Es sei heute „notwendiger als je zuvor, den Menschen nicht nur als Bürger oder wirtschaftliches Subjekt zu sehen, sondern als Person, als mit Würde ausgestattetes Ebenbild Gottes: und zwar jeden Menschen, geboren oder ungeboren, jung oder alt, gesund oder krank, arm oder reich“. Weiter sagte Kohlgraf: „Tatsächlich ist Menschlichkeit eine der Identitäten Europas. Der Mensch, und zwar der einzelne Mensch, steht im Zentrum dieser Menschlichkeit: die Würde jeder Person. Damit verbindet sich die Rede von den Menschenrechten, mit denen sich auch die Kirche nicht immer leicht tat.“ Er erinnerte daran, dass die Kirche erst im Zweiten Vatikanischen Konzil die Religionsfreiheit anerkannt habe und die Anerkennung der Menschenrechte „im letzten nicht der Theologie, sondern dem säkular-weltlichen Recht“ verdanke. „Kirche hat in diesem zentralen Punkt durchaus von der freien Welt gelernt.

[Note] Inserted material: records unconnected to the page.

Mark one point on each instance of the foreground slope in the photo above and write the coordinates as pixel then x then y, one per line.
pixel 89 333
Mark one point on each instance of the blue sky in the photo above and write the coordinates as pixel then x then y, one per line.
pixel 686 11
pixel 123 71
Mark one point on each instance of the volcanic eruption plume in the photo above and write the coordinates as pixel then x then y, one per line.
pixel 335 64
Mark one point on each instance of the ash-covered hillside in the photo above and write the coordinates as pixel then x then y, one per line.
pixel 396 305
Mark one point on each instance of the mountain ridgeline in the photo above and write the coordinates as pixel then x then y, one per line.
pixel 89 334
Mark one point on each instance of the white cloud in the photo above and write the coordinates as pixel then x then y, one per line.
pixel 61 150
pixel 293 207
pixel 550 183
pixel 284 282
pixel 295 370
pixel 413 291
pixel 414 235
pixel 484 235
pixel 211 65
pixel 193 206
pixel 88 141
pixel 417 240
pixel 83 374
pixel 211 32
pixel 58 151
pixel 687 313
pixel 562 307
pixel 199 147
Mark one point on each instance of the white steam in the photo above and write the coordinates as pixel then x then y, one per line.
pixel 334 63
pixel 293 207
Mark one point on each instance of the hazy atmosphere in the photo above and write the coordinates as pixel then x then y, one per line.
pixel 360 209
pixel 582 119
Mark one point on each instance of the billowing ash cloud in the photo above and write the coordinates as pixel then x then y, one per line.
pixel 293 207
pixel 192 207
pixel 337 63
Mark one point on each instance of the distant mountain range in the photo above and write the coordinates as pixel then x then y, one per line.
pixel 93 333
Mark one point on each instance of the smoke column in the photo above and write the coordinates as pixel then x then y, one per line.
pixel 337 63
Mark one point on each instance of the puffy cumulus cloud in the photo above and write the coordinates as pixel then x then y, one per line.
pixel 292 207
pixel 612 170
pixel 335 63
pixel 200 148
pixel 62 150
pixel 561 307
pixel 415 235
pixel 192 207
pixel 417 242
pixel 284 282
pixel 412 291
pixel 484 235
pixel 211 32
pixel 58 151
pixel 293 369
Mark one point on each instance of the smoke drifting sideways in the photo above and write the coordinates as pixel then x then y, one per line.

Für uns als Kirche sind die Menschenrechte nicht verhandelbar, im Besonderen nicht das Recht auf Leben, gerade auch im Hinblick auf die Ungeborenen.“
Zwar schwinde der Einfluss der Kirchen und des Christentums, „dennoch dürfen wir nicht aufhören, mit vielen anderen, denen die Identität der Menschlichkeit wichtig ist, zusammen zu arbeiten. Das Evangelium bleibt unser Angebot, das hilft, der Freiheit ein Gewissen zu geben, und den Wert des Füreinander-Daseins zu leben.“ Ebenso gehöre aber auch die Fähigkeit des Menschen zur Transzendenz zur Identität Europas, sagte der Bischof: „Der Mensch wird arm, wenn er den Himmel vergisst, daran hat die Theologie, daran hat die Kirche zu erinnern. Auch das ist eine der Identitäten Europas, die vielleicht zunehmend vergessen wird. An Gott zu erinnern, bleibt die Kernaufgabe der Kirche und jedes einzelnen Glaubenden.“
Kohlgraf betonte, dass zahlreiche Heilige wie Augustinus, Thomas von Aquin, Elisabeth von Thüringen, Franz von Assisi und Ignatius von Loyola zur Identität Europas gehörten. Diese Heiligen machten auch deutlich, dass Theologie „keine abstrakte Wissenschaft“ sei: „Solche Menschen geben auch heute Europa eine Seele. Es ist eine der Hauptsorgen auch in den Fragen der Pastoral heute, wie getaufte Menschen ihre Identität als Christin oder Christ entdecken und froh leben können. Das ist offenbar nicht nur eine Frage für die Zukunft der Kirche, sondern auch eine Frage nach der Seele Europas. Es wäre meine Hoffnung, dass viele Menschen das Friedensprojekt Europa aus dem Glauben mitgestalten, und mithelfen, durch den Glauben ein seelenvolles Europa mitzugestalten.“ Konzelebrant war unter anderen der Erzbischof von Hamburg, Stefan Heße, der geistlicher Assistent des ZdK ist. Die musikalische Gestaltung hatte der Mainzer Domorganist, Professor Daniel Beckmann, übernommen.